According to the authors of Clever (Harvard Business Publishing, 2009), the industrial economy of the 20th century is being replaced by the “clever” economy of the 21st century, and businesses that want to be at the forefront of their industries have to learn to bring out the best in the “clever” people they employ.
That can be done, according to the authors, Rob Goffee and Gareth Jones, by allowing what they call “clevers” a large degree of freedom, but not too much; by praising their accomplishments; by putting them under the direction of people whom they respect; by surrounding them with other clever people; by imposing a limited number of rules that make sense to them; by giving them direction without being overly prescriptive; by encouraging risk taking, but not too much; by allowing mistakes, but not too many; and by framing their work so that it has moral purpose.
The problem with the authors’ argument is that they never clearly define clever people or clever economy. At the outset, the authors, who are organizational experts affiliated with the London Business School, characterize clever people as “highly talented individuals with the potential to create disproportionate amounts of value from the resources that the organization makes available to them.” They then describe Will Wright, the creator of the electronic game SimCity, as an example of the quintessential clever person. By giving prominence to Wright, who is portrayed as an exceptional thinker, the reader is led to believe clever people are a small subset of the population.
But, as the book progresses, and other examples of clever people are given, the reader is led to believe that clever people constitute a much larger group. For example, by Chapter 3, the authors seem to be saying that anyone who serves on a corporate board is, necessarily, a clever person, as are all doctors, lawyers, accountants and academics.

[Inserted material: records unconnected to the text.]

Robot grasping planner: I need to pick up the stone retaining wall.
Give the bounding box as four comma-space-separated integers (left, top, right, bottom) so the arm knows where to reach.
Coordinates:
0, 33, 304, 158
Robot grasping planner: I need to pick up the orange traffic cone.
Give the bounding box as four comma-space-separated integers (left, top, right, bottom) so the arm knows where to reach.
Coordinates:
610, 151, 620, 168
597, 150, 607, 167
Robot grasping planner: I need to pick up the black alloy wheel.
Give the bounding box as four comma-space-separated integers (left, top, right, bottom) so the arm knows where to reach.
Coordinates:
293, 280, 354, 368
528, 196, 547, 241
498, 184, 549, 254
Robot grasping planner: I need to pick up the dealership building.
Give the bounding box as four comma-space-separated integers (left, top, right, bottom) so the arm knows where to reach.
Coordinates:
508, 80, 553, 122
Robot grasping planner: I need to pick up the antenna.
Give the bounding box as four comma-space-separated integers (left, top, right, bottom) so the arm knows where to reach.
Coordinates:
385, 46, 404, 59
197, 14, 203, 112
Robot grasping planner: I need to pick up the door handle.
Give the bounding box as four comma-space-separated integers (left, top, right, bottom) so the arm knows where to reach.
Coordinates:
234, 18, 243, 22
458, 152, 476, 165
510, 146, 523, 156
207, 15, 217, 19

Is it being churlish to gripe about a vague definition? To this reader, the definition seems highly important. If the authors are talking about a small group, the implication is that a large majority of employees should not be treated as the authors suggest clever people should be. Following this line of reasoning, it is inconsequential if a vast majority of employees labor in jobs in which they are harshly punished for their mistakes, the boundaries of their tasks are rigidly defined and they are not encouraged to stretch to the limits of their abilities, they must obediently follow the dictates of leadership even if it lacks vision or moral purpose, and the quality of their colleagues is immaterial.
If, on the other hand, the group that the authors are discussing is much broader, then many more employees would come under the umbrella of those whose creativity should be nurtured, whose egos should be stroked, who should be led by people who have earned their respect, and whose work is meaningful.

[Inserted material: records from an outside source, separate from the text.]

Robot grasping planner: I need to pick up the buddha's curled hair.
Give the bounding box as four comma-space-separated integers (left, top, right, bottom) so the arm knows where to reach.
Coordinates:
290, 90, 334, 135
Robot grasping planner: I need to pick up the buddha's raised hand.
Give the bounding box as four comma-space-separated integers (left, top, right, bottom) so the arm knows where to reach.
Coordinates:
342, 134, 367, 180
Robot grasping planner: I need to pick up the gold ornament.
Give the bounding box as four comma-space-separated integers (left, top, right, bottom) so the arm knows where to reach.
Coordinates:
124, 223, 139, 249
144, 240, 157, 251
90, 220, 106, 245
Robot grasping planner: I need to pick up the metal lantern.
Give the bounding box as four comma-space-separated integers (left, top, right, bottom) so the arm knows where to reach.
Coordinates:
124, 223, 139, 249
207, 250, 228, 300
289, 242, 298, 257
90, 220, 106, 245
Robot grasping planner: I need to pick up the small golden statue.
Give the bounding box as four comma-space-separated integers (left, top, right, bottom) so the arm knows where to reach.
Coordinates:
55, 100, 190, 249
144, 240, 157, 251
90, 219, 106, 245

Despite the omission of a clear definition of clever people, the book serves a useful purpose by providing a sound prescription for how to foster creativity in employees. By taking the measures that they prescribe, the authors write, organizations and their leaders can get the best out of clever people by ensuring that they receive recognition and by talking to them candidly.
The greatest shortcoming in their prescription is its failure to explain how managers should deal with prima donnas, a personality type the authors say is common among clever people.
In some passages, the authors suggest that organizations should indulge clever people’s arrogance for the sake of getting the benefits of what they have to offer. For example, the authors relate an anecdote from a hospital medical director, without comment, leading the reader to conclude that this is the authors’ answer to the question of how to deal with the frequently swollen egos of clevers: “Do I tolerate the cardiac surgeon who occasionally lobs his toys out the pram and is a complete pain in the ass because he’s a fantastic cardiac surgeon? Or do I say, We wouldn’t let a staff nurse on Ward 22 behave like that; therefore, we’re not going to let you behave like that? And my attitude is, I forgive them more than I forgive other people, but, in the process of doing so, every so often I remind them of this.”
Elsewhere, the authors seem to say that one of the most important tasks of managers of clever people is to keep their self-regard in check because if they do not, the clever people are likely to destroy the organization. At one point, the authors describe the team efforts of an engineering consulting company to create the Water Cube, the aquatic center at the Beijing Olympic Games, “inspired by the natural formation of soap bubbles.” The authors conclude: “Free of prima donnas, teams can achieve almost anything. Otherwise, they are likely to find themselves blowing bubbles.”
In still other passages, the authors imply that managers need to be tough, but they do not say how this toughness should be exercised. In Chapter 2, for example, the authors quote a leader of clever people as if to suggest that this leader is an example to follow: “Clevers need to know where the limits are. Otherwise, there will be anarchy, and that is not good for anyone.” But, the only strategy the authors suggest for keeping stars in check and preventing them from becoming intolerable is to recruit a number of them.
In discussing “clever teams,” another coinage that is not clearly defined, the authors again raise the issue of arrogance and provide a few more details as to how it might be addressed.
Even with its gaps, “Clever” can be a useful prompt for deliberations about how to get the best out of employees, whether or not you consider all of them or just some of them clever.